The toolkit operates on (1) grayscale bitmap of any size (resizing is handled automatically) or (2) stroke-based drawing data which is converted to bit-map using a series of built in feature transformations.
The stroke-based drawing data must adhere to the following format: Each drawing is a list of strokes, where each stroke is a list of points in sequence in which they were drawn. Each point is a dictionary with two keys, "x" and "y" with numerical values representing the intensity of the stroke. Here is an example of a drawing with two strokes that have five points each:
example_drawing = [
[
{"x": 1.0, "y": 2.0},
{"x": 2.0, "y": 2.0},
{"x": 3.0, "y": 2.0},
{"x": 4.0, "y": 2.0},
{"x": 5.0, "y": 2.0}
], # end of first stroke
[
{"x": 10.0, "y": 10.0},
{"x": 10.5, "y": 10.5},
{"x": 11.0, "y": 11.0},
{"x": 12.5, "y": 12.5},
{"x": 15.0, "y": 15.0}
]
]
When stroke-based drawing data is given as input to turicreate.drawing_classifier.create
, a series of pre-processing steps are applied to convert the stroke-based drawings to bitmaps which is then consumed by the neural network. This data transformation can be visualized through the turicreate.drawing_classifier.util.draw_strokes(...)
Python API as well. It is a known issue that the model may be sensitive to platform-specific rendering from strokes. For the best generalization performance, train on the same platform where the model will ultimately be deployed.
The data preprocessing to convert stroke-based drawings into 28x28 bitmaps is three-fold:
Align and Normalize Points: We normalize all the strokes by scaling or stretching them so that all the coordinates lie in [0, 255].
Simplify Normalized Strokes: In this step, we reduce the number of points needed to represent each stroke in an effort to reduce the amount of data we have to deal with during the rasterization step. In most drawing/rendering ecosystems, points are usually sampled at a frequency high enough that some key points can capture the drawing that all the points rendered.
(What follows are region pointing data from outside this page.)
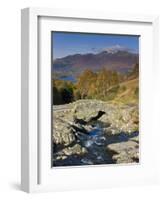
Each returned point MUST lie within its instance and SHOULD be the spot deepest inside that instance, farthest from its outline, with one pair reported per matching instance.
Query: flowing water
(96, 144)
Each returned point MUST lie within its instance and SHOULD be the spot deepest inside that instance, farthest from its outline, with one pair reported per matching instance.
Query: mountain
(72, 65)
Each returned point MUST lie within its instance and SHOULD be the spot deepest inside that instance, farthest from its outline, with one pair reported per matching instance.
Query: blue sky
(72, 43)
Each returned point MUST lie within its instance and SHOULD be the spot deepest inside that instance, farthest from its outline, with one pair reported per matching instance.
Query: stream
(96, 144)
To simplify drawings and get rid of redundant points, we employ the Ramer-Douglas-Peucker algorithm, which decimates a stroke composed of line segments to a similar curve with fewer points.
Rasterization: Rasterization from the simplified normalized strokes to the final bitmap that the Neural Network can consume, can be further broken down into three steps:
First, we render the simplified drawing that we got as an output from Step 2 as an intermediate bitmap of size 256x256 (since all our normalized points lie in [0, 255]).
Next, we blur the intermediate bitmap.
Finally, we resize the blurred intermediate bitmap down to a final bitmap size of 28x28, which the Neural Network can consume.
The function turicreate.drawing_classifier.util.draw_strokes(example_drawing).show()
helps visualize the strokes.
Warm Start
To boost the accuracy of the models Turi Create users train, and to help those models converge faster, we provide the option of loading in a pretrained model for a warm start.